Content Is King But Who Will Pay For It?
Christopher Vollmer, who is Global Managing Director at PwC network’s Strategy &, offered three key insights on business models that have the best potential to survive.
First, "with video on devices [besides the TV] you have to care more about the user experience. This means there’s a need for new skills in the media industry," he said.
Second, analytics have grown especially important, especially to advertising-supported media. Increasingly sophisticated measurements should be being used to deliver ad-supported video content to individual profiles, demographics, consumption preferences and more, Vollmer explained.
Vollmer noted that advertising-supported video is currently a $70-billion business and that its subscription model – Pay-per-view and Netflix among others -- brings another $50-70 billion in value.
Third, Vollmer sees the most growth for the next three to five years, not in ad-based but in subscription-based video offerings. Netflix stands out in this area now, and one of Netflix’s secrets to success is its original content.
With 35 to 40 million subscribers in US and another 10-plus million in Europe and the rest of the world, Netflix is investing heavily on original series and exclusive content to keep growing its subscription base. Competitors are following suit. "I predict there will be a shakeout soon."
Vollmer also described what he sees as a land grab for the elusive youth audience. Companies are trying new things. "Disney bought Maker Studios, which sits outside the traditional video ecosystem," he said. With tens of thousands of producers making short-form videos, Maker generates 11 billion views each month, Vollmer noted. Elsewhere, a new platform, SnapChat, popular with an under-25 audience, launched SnapChat Discover to "tell stories."
New Opportunities on All Levels
Alan Glazen, whose career spans advertising, video production and entrepreneurship, gave a sardonic take on this evolving environment. Wherever there is a vacuum, he said, "criminal elements" are there to fill it.

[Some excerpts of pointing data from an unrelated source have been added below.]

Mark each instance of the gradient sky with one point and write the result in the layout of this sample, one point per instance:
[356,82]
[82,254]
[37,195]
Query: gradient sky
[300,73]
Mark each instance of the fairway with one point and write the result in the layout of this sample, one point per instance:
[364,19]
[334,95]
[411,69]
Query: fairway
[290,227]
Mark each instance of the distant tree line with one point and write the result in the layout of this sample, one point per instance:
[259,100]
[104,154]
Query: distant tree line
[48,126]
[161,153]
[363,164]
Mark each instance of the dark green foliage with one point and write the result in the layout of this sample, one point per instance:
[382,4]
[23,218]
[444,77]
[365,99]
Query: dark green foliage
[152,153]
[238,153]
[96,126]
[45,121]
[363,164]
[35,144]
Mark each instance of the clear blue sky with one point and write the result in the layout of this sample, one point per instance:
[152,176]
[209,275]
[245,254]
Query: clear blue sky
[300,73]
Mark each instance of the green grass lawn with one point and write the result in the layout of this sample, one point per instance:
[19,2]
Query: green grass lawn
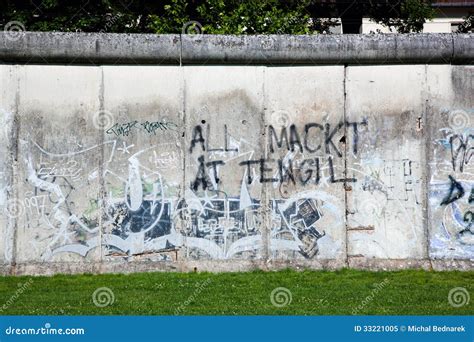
[312,293]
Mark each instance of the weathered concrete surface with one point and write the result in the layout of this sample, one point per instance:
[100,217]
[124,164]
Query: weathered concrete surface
[126,168]
[303,103]
[451,162]
[110,48]
[59,152]
[386,200]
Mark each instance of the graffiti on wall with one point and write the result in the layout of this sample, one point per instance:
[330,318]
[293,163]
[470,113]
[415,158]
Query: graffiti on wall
[452,193]
[135,203]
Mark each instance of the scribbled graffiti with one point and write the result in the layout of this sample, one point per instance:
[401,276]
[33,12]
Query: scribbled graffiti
[127,128]
[451,194]
[141,208]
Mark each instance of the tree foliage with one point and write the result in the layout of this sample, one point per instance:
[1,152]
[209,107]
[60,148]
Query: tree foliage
[211,16]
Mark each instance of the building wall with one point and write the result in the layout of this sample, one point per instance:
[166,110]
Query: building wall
[232,167]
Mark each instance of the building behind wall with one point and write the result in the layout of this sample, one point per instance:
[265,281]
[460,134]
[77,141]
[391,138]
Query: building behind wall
[449,15]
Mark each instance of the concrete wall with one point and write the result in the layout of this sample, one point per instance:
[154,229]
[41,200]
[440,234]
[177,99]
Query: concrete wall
[117,168]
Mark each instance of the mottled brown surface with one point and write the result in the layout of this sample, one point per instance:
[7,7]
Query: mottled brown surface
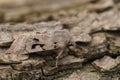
[59,40]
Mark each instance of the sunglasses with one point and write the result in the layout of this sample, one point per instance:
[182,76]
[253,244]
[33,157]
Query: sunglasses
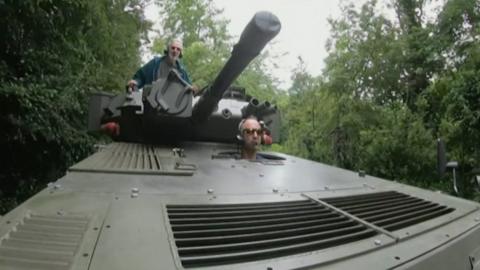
[250,131]
[173,48]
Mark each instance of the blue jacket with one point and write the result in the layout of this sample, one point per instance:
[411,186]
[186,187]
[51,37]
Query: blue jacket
[148,73]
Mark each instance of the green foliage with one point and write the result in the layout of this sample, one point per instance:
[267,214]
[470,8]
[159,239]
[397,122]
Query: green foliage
[207,45]
[57,53]
[389,89]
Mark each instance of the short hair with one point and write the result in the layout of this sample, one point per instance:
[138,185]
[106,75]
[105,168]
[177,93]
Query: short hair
[176,40]
[250,117]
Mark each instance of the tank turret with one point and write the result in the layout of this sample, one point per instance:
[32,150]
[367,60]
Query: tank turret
[166,110]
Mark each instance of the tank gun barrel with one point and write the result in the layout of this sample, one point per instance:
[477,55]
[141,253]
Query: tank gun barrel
[263,27]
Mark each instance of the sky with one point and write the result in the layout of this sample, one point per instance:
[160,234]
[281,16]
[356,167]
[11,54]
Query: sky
[305,30]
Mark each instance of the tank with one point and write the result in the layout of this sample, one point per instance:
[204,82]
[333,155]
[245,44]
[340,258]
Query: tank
[171,193]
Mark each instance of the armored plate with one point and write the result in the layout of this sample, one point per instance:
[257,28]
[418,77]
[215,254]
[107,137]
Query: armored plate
[133,206]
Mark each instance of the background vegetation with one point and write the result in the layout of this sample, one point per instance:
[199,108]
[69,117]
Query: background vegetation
[390,86]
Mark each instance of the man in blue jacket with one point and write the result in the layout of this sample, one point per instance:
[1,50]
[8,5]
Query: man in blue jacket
[159,67]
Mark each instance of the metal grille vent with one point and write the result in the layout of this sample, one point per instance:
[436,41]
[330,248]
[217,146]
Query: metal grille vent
[390,210]
[135,158]
[207,235]
[43,242]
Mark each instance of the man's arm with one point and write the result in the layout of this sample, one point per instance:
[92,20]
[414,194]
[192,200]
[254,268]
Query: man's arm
[144,75]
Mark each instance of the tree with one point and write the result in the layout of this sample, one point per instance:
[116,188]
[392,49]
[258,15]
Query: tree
[57,53]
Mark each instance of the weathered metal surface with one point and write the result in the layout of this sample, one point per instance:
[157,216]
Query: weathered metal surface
[245,206]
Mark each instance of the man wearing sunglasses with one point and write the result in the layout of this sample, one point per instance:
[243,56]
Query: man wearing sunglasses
[159,67]
[251,133]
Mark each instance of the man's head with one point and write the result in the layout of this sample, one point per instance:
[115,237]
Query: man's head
[174,50]
[251,132]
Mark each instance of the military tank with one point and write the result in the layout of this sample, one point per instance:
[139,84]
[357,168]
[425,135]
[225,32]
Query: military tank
[171,193]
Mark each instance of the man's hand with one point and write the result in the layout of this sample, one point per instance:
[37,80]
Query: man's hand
[194,89]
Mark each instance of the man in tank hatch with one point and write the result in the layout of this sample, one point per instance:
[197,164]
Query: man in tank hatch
[159,67]
[251,133]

Organized crime is an estimated $600 billion business, Glazen told MBAs and called on them to put their education to work to find better ways to use the Internet as a media platform.

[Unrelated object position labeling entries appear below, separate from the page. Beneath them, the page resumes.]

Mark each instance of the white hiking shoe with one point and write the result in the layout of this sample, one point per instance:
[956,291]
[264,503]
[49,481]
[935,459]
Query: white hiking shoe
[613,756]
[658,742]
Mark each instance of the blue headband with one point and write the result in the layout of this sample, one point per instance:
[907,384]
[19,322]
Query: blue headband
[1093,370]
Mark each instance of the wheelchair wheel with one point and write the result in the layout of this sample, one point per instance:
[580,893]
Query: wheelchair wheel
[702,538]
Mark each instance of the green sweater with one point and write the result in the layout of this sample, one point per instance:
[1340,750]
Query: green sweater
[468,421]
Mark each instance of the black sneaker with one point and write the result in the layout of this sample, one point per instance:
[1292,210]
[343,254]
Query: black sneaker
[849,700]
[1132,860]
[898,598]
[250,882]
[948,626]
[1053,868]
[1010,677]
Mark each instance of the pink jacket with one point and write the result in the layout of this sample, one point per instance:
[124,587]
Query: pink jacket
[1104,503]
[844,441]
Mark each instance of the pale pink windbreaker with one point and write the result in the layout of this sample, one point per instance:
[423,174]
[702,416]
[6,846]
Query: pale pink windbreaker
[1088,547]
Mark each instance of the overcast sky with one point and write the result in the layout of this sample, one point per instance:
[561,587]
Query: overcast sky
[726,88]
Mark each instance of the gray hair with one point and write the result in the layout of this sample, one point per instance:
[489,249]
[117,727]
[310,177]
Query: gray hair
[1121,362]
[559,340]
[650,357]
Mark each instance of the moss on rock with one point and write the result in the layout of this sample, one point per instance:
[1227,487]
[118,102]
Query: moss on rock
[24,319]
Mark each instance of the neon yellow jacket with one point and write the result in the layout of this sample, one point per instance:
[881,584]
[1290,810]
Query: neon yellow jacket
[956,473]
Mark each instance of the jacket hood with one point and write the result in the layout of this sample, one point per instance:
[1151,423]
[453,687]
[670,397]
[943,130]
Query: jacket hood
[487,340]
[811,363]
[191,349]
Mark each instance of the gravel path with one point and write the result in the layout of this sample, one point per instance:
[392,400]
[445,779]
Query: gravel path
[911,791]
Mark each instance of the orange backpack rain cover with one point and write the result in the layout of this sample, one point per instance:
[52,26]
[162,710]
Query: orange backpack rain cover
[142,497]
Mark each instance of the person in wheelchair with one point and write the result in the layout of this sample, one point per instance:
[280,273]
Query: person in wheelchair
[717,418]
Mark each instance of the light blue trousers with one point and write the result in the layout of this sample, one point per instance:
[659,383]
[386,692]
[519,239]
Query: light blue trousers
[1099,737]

Di Rienzo reminded the audience of the "very global nature" of media today. The old rules about sharing a piece of the media pie have gone, she said: "Today we have the potential to have big, even enormous audience. Really, it’s an unlimited pie."
As the market grows, new players are entering the arena, and there are new opportunities on all levels. "This business is so exciting – and that’s not going to change."